Talmudical school in New York

Yeshiva Mercaz HaTorah of Belle Harbor (known colloquially in yeshiva circles as "Belle Harbor") is a residential high school and 3 year post high school for men founded in 1985 by Rabbi Chaim Zelikovitz and Rabbi Levi Dicker. It was led by Rabbi Levi Dicker for most of its history, until his passing in 2011. Rabbi Shmuel Zev Dicker is the current Rosh HaYeshiva.

Rabbi Levi Dicker was a close student of Rabbi Aharon Kotler, founder of Beth Medrash Govoha in Lakewood Township, New Jersey, and the yeshiva follows a similar approach to life and learning. The Yeshiva is located at 505 Beach 129th Street in Rockaway Park, Queens, on the Rockaway Peninsula. It offers a dual curriculum program for high school students, with a secular program offered in the afternoon, and Torah studies for the remainder of the day. The post high school program is a full-time program in Torah studies. The post high school program is in the process of being approved as a college and will give bachelor-equivalent degrees in Talmudic studies.

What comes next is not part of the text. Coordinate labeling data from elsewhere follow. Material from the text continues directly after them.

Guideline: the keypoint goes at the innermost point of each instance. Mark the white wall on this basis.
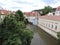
(50, 26)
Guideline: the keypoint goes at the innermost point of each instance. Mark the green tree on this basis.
(19, 15)
(46, 10)
(14, 32)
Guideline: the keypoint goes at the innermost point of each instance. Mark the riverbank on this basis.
(41, 37)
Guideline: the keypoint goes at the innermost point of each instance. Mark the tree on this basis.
(19, 15)
(14, 32)
(46, 10)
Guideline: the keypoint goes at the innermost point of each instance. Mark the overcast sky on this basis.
(28, 5)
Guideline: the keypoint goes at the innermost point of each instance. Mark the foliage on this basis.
(58, 35)
(13, 31)
(19, 15)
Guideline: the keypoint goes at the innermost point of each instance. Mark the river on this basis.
(41, 37)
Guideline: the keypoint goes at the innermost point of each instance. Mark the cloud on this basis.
(27, 5)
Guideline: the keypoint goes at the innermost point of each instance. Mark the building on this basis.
(50, 24)
(32, 16)
(57, 12)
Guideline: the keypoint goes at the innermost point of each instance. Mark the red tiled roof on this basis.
(58, 8)
(31, 13)
(57, 18)
(4, 12)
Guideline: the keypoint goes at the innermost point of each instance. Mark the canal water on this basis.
(41, 37)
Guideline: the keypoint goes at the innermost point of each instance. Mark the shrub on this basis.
(14, 32)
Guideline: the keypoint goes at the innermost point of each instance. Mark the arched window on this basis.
(52, 26)
(55, 27)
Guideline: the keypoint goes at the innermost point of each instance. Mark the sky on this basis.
(27, 5)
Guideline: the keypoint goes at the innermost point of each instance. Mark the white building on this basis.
(32, 17)
(57, 12)
(50, 24)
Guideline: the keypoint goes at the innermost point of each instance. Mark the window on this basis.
(55, 27)
(52, 26)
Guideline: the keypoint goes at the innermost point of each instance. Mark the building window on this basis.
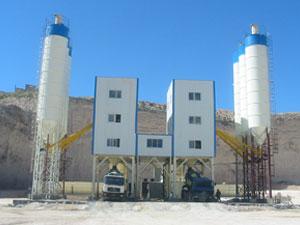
(113, 142)
(115, 94)
(195, 144)
(154, 143)
(195, 96)
(194, 119)
(114, 118)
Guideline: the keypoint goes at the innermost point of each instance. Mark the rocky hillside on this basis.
(17, 116)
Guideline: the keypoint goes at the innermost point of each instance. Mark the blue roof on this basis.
(60, 30)
(57, 29)
(241, 50)
(256, 39)
(235, 57)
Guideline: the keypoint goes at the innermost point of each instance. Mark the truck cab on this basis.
(197, 188)
(114, 185)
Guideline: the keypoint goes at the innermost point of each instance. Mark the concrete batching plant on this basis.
(252, 110)
(52, 108)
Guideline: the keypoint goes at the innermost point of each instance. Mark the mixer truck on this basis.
(114, 187)
(197, 188)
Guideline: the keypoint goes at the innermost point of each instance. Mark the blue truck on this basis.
(197, 188)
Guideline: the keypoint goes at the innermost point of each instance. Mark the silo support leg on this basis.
(94, 177)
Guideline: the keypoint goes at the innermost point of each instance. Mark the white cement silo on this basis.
(243, 89)
(52, 106)
(258, 93)
(236, 91)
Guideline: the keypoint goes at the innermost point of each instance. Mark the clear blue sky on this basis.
(154, 40)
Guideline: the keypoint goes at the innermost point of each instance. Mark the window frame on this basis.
(195, 144)
(154, 143)
(194, 96)
(115, 94)
(113, 142)
(195, 120)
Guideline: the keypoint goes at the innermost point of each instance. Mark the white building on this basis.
(189, 139)
(115, 116)
(191, 118)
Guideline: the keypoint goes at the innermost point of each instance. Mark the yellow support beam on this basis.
(67, 140)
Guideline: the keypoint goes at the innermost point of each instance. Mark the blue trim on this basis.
(57, 29)
(173, 117)
(241, 50)
(235, 57)
(215, 133)
(94, 116)
(136, 117)
(60, 30)
(150, 134)
(256, 39)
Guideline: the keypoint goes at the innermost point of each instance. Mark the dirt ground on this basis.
(139, 213)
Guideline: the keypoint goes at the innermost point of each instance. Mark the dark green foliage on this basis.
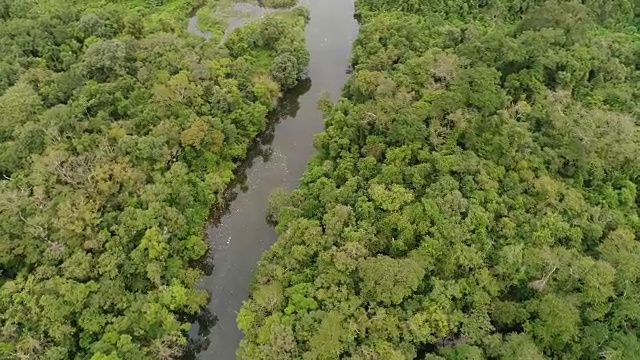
(118, 134)
(474, 195)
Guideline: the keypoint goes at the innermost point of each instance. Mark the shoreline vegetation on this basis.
(474, 194)
(120, 132)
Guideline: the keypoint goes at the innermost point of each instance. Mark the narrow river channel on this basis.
(242, 234)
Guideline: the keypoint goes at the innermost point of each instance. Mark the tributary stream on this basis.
(242, 234)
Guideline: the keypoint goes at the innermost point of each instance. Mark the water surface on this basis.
(242, 234)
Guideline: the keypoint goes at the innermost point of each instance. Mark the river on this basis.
(242, 234)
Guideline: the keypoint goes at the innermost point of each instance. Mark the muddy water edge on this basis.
(240, 235)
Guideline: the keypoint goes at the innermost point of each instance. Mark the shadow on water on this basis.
(287, 108)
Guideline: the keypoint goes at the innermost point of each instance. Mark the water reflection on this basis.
(287, 108)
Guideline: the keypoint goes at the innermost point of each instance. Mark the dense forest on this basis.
(474, 195)
(119, 132)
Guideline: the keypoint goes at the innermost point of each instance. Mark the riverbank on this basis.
(243, 233)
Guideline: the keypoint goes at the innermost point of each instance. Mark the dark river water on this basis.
(242, 233)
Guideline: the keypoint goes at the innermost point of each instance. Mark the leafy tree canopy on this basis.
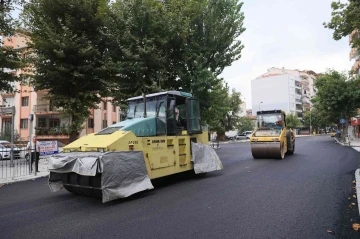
(10, 58)
(337, 97)
(174, 45)
(70, 54)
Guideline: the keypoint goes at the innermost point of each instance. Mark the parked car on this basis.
(5, 150)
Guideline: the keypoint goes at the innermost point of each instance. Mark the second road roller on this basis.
(272, 139)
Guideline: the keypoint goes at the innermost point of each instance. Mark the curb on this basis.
(342, 144)
(24, 179)
(357, 179)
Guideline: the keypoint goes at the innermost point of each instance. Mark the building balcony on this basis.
(354, 35)
(356, 66)
(52, 132)
(46, 109)
(354, 54)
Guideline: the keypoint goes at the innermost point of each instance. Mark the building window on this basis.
(23, 123)
(90, 123)
(25, 101)
(54, 123)
(104, 124)
(42, 122)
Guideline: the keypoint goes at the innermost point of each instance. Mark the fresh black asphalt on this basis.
(301, 196)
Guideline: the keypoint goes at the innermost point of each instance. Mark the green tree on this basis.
(213, 44)
(174, 45)
(292, 121)
(70, 54)
(245, 124)
(10, 59)
(317, 118)
(345, 19)
(338, 96)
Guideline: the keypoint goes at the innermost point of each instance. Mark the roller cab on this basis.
(271, 139)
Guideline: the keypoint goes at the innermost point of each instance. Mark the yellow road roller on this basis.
(162, 135)
(271, 139)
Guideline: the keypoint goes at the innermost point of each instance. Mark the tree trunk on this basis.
(73, 134)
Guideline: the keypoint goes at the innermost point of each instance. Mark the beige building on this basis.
(354, 52)
(49, 123)
(304, 87)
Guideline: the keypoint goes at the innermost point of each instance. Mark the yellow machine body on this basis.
(271, 138)
(164, 155)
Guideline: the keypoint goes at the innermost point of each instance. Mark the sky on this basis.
(286, 33)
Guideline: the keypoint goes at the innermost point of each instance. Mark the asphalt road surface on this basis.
(302, 196)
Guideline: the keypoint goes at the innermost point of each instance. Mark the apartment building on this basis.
(279, 88)
(49, 123)
(354, 52)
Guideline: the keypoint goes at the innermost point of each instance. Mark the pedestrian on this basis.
(35, 153)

In 2012, after Hurricane Sandy flooded Belle Harbor and the yeshiva campus, the Yeshiva temporarily relocated to Staten Island while the school facilities were pumped and repaired. The Yeshiva is known for its charity, generosity and resilience in the wake of the crash of American Airlines Flight 587, which crashed on multiple sides of the Yeshiva.